Null hypothesis significance testing seems to be widely used in business. The most obvious example is A/B Testing, where a business will perform a test comparing two variants of some aspect of their business, the old and the new, and switch to the new if the test reveals a positive difference. As an MBA student, I have noticed that NHST seems to be the only approach taught to most business students.
I can't help but think that the question "is the difference between A and B statistically significant?" is sometimes very different from "should I choose B over A?", yet we are taught to use the former question to determine the proper answer to the latter. For example:
A statistically significant difference between two conditions does not mean that this difference is large enough to offset other factors. For example, the cost of the switch to a new variant itself might be greater than what the statistically significant difference between variants brings in new revenue.
In some cases, we may not have enough data to find a statistically significant difference, but it may still make sense to use what data we do have to inform a decision. For example, if it costs nothing to pick one variant or the other, it may make sense to pick the variant with a greater expected value, even if we can't say for sure if the difference is significant. The idea is that we aren't necessarily interested in being right 95% of the time, but in being right more often than we are wrong, or by a larger margin.
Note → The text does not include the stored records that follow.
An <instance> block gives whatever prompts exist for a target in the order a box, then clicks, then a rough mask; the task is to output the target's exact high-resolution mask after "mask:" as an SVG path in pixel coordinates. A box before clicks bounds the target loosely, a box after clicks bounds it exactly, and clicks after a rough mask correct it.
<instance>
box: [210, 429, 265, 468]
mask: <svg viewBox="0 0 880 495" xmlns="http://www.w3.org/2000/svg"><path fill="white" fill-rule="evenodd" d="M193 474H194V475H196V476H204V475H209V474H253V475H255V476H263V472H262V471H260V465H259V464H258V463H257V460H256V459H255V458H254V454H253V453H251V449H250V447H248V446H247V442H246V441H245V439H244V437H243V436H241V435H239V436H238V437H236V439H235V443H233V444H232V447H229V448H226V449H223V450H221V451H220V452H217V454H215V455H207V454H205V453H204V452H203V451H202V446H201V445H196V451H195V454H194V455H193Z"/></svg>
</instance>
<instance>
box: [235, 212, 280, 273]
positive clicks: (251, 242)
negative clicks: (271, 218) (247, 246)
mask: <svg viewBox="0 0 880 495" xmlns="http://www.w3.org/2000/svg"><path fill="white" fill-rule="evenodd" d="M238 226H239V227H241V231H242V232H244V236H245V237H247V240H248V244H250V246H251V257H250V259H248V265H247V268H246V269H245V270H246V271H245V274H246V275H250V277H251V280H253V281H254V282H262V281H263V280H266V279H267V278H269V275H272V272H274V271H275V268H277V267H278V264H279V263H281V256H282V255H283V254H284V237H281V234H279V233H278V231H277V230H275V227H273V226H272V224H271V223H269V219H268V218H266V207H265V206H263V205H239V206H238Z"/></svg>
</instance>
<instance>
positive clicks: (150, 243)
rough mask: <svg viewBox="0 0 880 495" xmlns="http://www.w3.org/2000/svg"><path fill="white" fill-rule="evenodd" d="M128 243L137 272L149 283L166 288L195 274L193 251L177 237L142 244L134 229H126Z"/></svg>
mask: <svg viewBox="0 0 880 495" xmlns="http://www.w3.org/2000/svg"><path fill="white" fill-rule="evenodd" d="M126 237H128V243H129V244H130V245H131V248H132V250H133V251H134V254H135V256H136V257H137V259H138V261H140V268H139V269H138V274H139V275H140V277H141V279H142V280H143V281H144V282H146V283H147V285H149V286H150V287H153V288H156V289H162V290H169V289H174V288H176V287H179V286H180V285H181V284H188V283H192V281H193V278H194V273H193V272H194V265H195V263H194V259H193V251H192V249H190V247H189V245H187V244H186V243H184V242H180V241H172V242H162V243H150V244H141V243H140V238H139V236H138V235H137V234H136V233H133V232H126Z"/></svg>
However, it seems common in practice to base a decision solely on whether or not the null hypothesis is rejected. Statistical testing seems to automatically give an aura of rigor to an analysis and is usually sufficient to support a conclusion, without much of a discussion around what the proper interpretation of a test should be in such a context. Those who recognize that NHST has some limitations in this regard will usually dismiss these limitations by saying that "it's better than nothing", but I feel that in some cases, unfortunately, it may not be.
My question is: Are these concerns legitimate; and when and how is NHST appropriate for use in business?